The topic  relates to the safety of the possibility’s of having small fragments of other persons fecal matter sprayed onto your anal opening. My anus  has no fissures, sores, or defects as far as I know. 

Planet Earth. From a time ninety years ago when we called a spade a spade and not an agricultural implement. A time when we applied names to what there are. Like lavatory for instance. Not bathroom, restroom and similar. Planet Earth when we didn't broadcast our anus and surrounding areas to the world. I suspect you come from Uranus. 😀

6 minutes ago, Gandtee said:

Planet Earth. From a time ninety years ago when we called a spade a spade and not an agricultural implement. A time when we applied names to what there are. Like lavatory for instance. Not bathroom, restroom and similar. Planet Earth when we didn't broadcast our anus and surrounding areas to the world. I suspect you come from Uranus. 😀


But everyone has seen the sun, the moon, the stars, and Uranus, or am I missing something here?

 

In fact, I feel bad for anyone who hasn't seen Uranus. They are surely missing out on a prized crater. 

1 hour ago, Captain Monday said:

My anus  has no fissures, sores, or defects as far as I know. 


In fact, I think we are going to need a full comprehensive description of the condition of the rest of your bits and giblets to establish the true state of affairs amidst these concerning circumstances.
 

Thus, please kindly elaborate in the finest of detail on the full ebb and flow of existence of your bait and tackle, whilst no piece of information should be viewed as too minor to be included when preparing your report.
 

We will all surely be patiently waiting with bated breath and eager interest for this forthcoming knowledge.

13 hours ago, Captain Monday said:

Nothing to do with bum guns you typical farnunds talk about 

What's a "farnund"...?

13 hours ago, ABCDBKK said:


What a relief. I will alert the media.
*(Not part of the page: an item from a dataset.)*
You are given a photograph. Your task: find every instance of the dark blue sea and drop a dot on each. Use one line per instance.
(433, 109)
We can all live far much happier, peaceful, and stress-free lives now knowing that valuable information. This could even have a positive effect on the doomsday clock!
 

In any event, please post a series of twenty-seven 8-by-10 color glossy photographs with circles and arrows and a paragraph on the back of each one explaining what each one is so that we can verify your claims. 

Are you an Arlo Guthrie fan by any chance? I highlighted the relevant text.

On 2/21/2024 at 6:48 PM, OneMoreFarang said:

I have to admit I never used any of those things anywhere.

In theory I know what they are doing, but in real life I don't really know what to expect. Will the water pressure be high? Will the water go to the correct position? How about if it malfunctions. To be in a public toilet and getting drained with water "out of the toilet" is a horrible thought...

 

But then again, I recently purchased a TOTO toilet for my new apartment, and I made sure there is a washlet seat available for that thing and I have a power outlet nearby. I think about the time when I might be old and want one. Let's see. 

 

Pro tip. Always test first.

1 hour ago, OnTheLash said:

 

Pro tip. Always test first.

How?

I guess there will be some kind of sensor to make sure a person is sitting on the toilet.